Unlike Tower of Guns, death isn’t the end in Mothergunship. You retain unused parts even after your body is incinerated, and you also have a home base which you return to between lives. This base is upgradeable, much like the base in Rogue Legacy. It serves as your own little sandbox and mission selector, allowing you to experiment with gun construction and pick which ship (level) you want to tackle next.

This base is also where you can stage a mission with your friends. Mothergunship has co-op. However, it will be restricted to online co-op only – the game’s framerate can’t handle rendering two bullet hells at the same time – so friends looking to couch co-op are going to be disappointed.

These three additions – modular gun crafting, a base to upgrade between runs, and co-op— help differentiate Mothergunship from the staid and frustrating Tower of Guns.
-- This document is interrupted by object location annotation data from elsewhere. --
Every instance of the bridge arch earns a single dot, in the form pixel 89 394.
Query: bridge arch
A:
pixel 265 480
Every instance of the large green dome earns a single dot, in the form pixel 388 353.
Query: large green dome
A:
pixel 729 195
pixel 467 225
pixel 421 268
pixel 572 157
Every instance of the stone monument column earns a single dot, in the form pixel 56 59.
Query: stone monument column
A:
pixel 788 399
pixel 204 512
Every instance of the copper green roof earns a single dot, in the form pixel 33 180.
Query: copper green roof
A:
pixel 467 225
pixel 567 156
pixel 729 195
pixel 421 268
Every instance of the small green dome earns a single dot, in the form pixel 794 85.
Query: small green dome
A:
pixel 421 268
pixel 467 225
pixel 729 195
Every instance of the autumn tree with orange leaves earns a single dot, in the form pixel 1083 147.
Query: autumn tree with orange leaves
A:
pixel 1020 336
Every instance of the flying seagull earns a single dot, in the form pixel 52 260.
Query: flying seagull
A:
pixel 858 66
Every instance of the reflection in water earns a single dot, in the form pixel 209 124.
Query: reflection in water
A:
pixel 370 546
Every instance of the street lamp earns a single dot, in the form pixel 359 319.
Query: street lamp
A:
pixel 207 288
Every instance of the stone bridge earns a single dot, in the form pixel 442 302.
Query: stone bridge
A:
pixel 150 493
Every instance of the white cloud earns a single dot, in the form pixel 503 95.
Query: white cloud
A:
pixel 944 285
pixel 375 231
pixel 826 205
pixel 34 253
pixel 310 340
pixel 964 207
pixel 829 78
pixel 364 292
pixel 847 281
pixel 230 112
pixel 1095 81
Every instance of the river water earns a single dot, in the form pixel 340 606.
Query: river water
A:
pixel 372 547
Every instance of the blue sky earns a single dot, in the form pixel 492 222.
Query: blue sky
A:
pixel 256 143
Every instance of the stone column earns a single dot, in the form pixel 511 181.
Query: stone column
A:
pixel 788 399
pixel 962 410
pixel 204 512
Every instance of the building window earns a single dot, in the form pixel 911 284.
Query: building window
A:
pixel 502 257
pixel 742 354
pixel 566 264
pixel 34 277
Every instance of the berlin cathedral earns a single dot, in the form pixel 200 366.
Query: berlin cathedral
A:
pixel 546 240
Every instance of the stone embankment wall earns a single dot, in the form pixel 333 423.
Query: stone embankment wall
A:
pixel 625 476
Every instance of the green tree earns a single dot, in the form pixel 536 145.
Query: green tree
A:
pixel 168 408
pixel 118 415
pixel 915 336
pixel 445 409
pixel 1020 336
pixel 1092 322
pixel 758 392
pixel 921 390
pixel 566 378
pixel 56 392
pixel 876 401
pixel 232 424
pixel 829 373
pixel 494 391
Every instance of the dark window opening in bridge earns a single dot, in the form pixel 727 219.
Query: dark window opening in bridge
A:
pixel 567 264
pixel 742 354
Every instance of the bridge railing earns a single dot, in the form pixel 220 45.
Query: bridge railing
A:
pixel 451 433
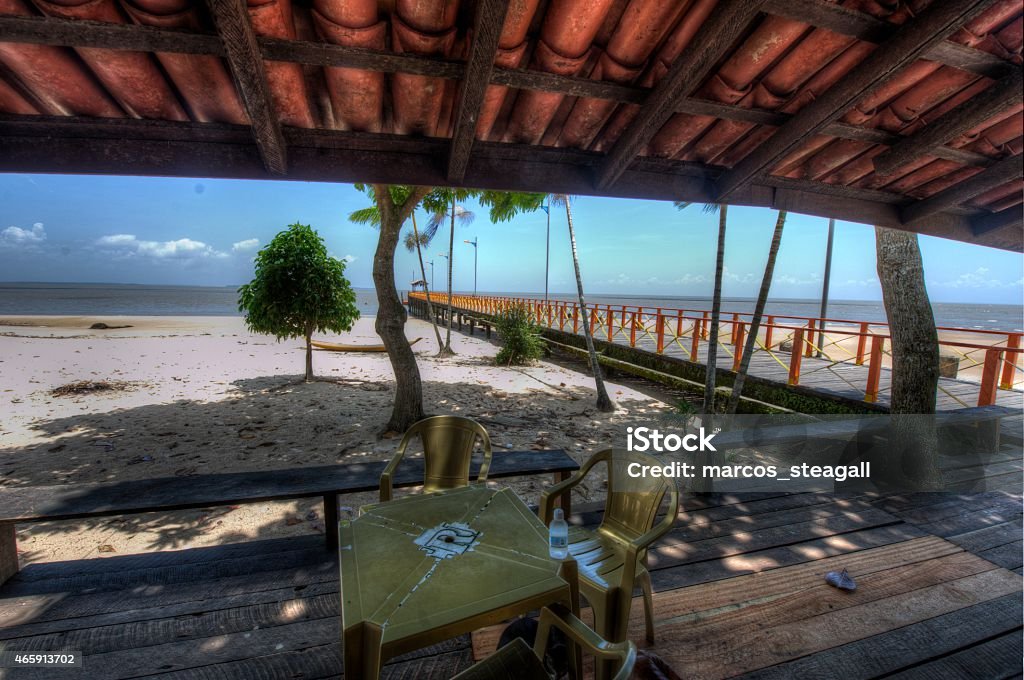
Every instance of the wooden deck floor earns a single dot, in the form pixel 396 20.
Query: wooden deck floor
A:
pixel 738 586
Since you aren’t fighting with predetermined weapons, you get stronger as you play, and a buddy can help you on those tough missions, the feeling of never getting anywhere in the game despite multiple runs isn’t nearly as bad. It also makes the eerily smooth movement and gunplay less frustrating, as a mistake spurred by awkward or nonexistant feedback isn’t the end of your session.

But it’s still too fluid, a game without weight or a sense of place. You never feel like you’re in the environment, lumbering around with a huge gun you cobbled together out of spare parts. Movement is floaty, weapons lack the “kick” that helps make you feel like you are handling a real weapon, and enemies are either stationary or mindless. It’s all of the bullets of your favorite vertical shooter (like Raiden) with none of the spatial awareness.

Good shooters have well-constructed kinaesthetics. Call of Duty shakes your camera and weighted first-person animations, while Doom does it through brief pauses of action to recover from a jump or perform an execution. Feeling that sense of space isn’t just important for pleasing players, it also provides them with the feedback they need to make the right decisions. Mothergunship is a beautiful game with a cool gimmick, but without that kinaesthetic sense it’s hard to wholeheartedly embrace.